Under the format, the two politicians responded to questions from an international panel of college students gathered in London. (One of them, Princeton’s Bill Bradley, would go on to NBA stardom, a career in the U.S. Senate and an unsuccessful 2000 presidential bid.)
Reagan and Kennedy didn’t engage with one another so much as swat away barbs from their hostile inquisitors.
“I believe the war in Vietnam is illegal, immoral, politically unjustifiable and economically motivated.

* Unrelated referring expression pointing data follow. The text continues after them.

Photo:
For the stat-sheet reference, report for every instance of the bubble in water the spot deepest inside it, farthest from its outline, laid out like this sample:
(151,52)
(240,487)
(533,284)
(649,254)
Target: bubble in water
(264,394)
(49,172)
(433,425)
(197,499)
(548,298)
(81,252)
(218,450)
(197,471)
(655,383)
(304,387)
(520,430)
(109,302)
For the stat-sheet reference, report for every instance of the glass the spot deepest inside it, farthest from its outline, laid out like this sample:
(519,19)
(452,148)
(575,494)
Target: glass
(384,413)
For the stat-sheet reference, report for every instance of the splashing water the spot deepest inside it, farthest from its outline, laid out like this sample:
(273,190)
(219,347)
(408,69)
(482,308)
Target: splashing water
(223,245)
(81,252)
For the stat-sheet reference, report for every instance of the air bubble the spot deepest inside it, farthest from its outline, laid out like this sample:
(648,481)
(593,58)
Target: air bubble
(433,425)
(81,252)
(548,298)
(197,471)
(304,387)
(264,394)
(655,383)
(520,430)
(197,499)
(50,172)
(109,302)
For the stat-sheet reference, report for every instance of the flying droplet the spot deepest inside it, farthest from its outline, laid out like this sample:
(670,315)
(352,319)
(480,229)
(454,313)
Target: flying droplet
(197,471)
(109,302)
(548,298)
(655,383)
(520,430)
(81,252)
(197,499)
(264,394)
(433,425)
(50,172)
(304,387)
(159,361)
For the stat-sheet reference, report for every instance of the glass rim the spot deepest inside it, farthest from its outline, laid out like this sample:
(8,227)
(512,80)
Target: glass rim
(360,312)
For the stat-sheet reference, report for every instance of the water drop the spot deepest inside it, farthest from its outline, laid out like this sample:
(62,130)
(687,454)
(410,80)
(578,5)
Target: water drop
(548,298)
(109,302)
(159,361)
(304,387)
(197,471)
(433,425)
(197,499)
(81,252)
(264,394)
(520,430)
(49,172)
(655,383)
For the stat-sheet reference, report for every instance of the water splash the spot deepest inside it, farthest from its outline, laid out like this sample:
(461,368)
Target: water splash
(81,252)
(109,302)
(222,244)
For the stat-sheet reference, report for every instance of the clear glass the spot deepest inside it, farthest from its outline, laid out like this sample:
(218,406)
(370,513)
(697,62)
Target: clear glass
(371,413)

Could either of you agree with this?” one of their first questioners asked.
The candidates could not — or, rather, did not, agree with the premise — though Reagan, unsurprisingly, was the more hawkish of the two. (Not much later, Kennedy would be running for president as an anti-war candidate.)
Reagan’s performance drew wide notice.
Just a few months in office, the neophyte governor displayed a verbal dexterity and mastery of foreign policy that surprised many observers — not for the first or last time in his political career.
As Newsweek stated, “To those unfamiliar with Reagan’s big-league savvy, the ease with which he fielded questions about Vietnam may have come as a …revelation.”
Kennedy, for his part, meandered through much of the 50-minute exchange, appearing sullen and at times a bit bored. He was widely judged the loser.
Not that it mattered all that much.
Kennedy would go on to strongly vie for the Democratic nomination after President Johnson’s stunning decision to stand aside and not seek reelection. His candidacy was, of course, was cut short by an assassin’s bullets.
Reagan would fail miserably in his 1968 bid to snatch the GOP nomination from Richard Nixon. He lost the Republican nominating fight again in 1976 before finally claiming the presidency in 1980.
A Newsom-DeSantis debate would surely have its interesting and entertaining moments, the way any clash of antagonists strikes sparks.
But it’s not likely to change the course of the 2024 campaign, much less any contest in 2028 or beyond, nor would it usher either Newsom or DeSantis into the White House.
Political theater can be entertaining. But even Reagan needed more than a boffo one-night performance to become president.